2010-05-31

Busting the Myth of European Debt

Everyone's concerned about European debt levels. People have also pointed out that the US is in a better position than Europe. The data do not bear that out:

Gross US debt was 86.4% of GDP in 2009
Gross EU16 debt was 78.7% of GDP in 2009
Gross EU27 debt was 73.6% of GDP in 2009

US Budget deficit was 10.3% in 2009
EU16 budget deficit was 6.3% in 2009
EU27 budget deficit was 6.8% in 2009

In short, yes be worried about Greece, Ireland, Spain and others. But both the Eurozone (EU16) and the European Union as a whole (EU27) is in a more fiscally sound position than the United States. This should be a major determining factor behind risk analyses of European government bonds in comparison to US Treasury bonds.

Data information:
  • US GDP in 2009 was $14.2563 Trillion. Source: Fred GDPA.txt
  • Gross government debt in 2009 was $12.31134967751203 Trillion. Source: Treasury Direct debt for 2009-12-31.
  • Government debt as percentage of GDP is 86.4%
  • US Budget Deficit in 2009 was $1.471295 Trillion. Source: MTS0110.txt. Data collated into spreadsheet here.
  • US Budget Deficit in 2009 was 10.3% of GDP.
  • EU16 and EU27 data available in summary table from Eurostat.
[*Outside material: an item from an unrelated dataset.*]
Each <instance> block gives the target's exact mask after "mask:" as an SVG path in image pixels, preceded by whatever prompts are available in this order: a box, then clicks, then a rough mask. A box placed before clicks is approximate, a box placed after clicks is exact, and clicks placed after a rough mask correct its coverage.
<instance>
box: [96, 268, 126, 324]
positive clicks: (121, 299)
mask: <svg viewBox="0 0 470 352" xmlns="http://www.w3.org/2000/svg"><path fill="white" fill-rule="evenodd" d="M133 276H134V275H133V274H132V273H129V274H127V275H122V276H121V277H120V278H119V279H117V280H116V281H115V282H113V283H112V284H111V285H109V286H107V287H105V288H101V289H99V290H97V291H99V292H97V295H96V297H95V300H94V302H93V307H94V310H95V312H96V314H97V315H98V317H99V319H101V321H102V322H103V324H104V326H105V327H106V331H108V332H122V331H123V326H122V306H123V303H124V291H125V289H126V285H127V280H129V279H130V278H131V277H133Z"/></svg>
Source: Provision of deficit and debt data for 2009 - first notification.
  • Eurostat Provision of deficit and debt data for 2009 states on page 2, footnote 1: "Government debt is the consolidated gross debt of the whole general government sector outstanding at the end of the year (at nominal value).", which corresponds more or less to gross debt levels recorded at US Treasury Direct website. (ie: apples are being compared to apples)

2 comments:

Jaap said...

dear OSO,

the most perceived problem with the EU government debt is not the height, but more the expectation if this can be paid off. especially the Mediterranean countries are coping with a stable or decling population, compared to a constant expansion of the population in the US.
i.e.: the Greek debt will never be paid off, and the US-debt will most likely be outgrown by the GDP.

One Salient Oversight said...

the US-debt will most likely be outgrown by the GDP

Pre 1980 your view would be right. Since 1980, however, GDP in the US has slowed considerably. Moreover, debt levels in the US have grown in relation to GDP.

Of course the US could just begin growing at a faster rate again... but then so could Greece.

And population is hardly a good measure for determining growth. US birthrates are almost below replacement level.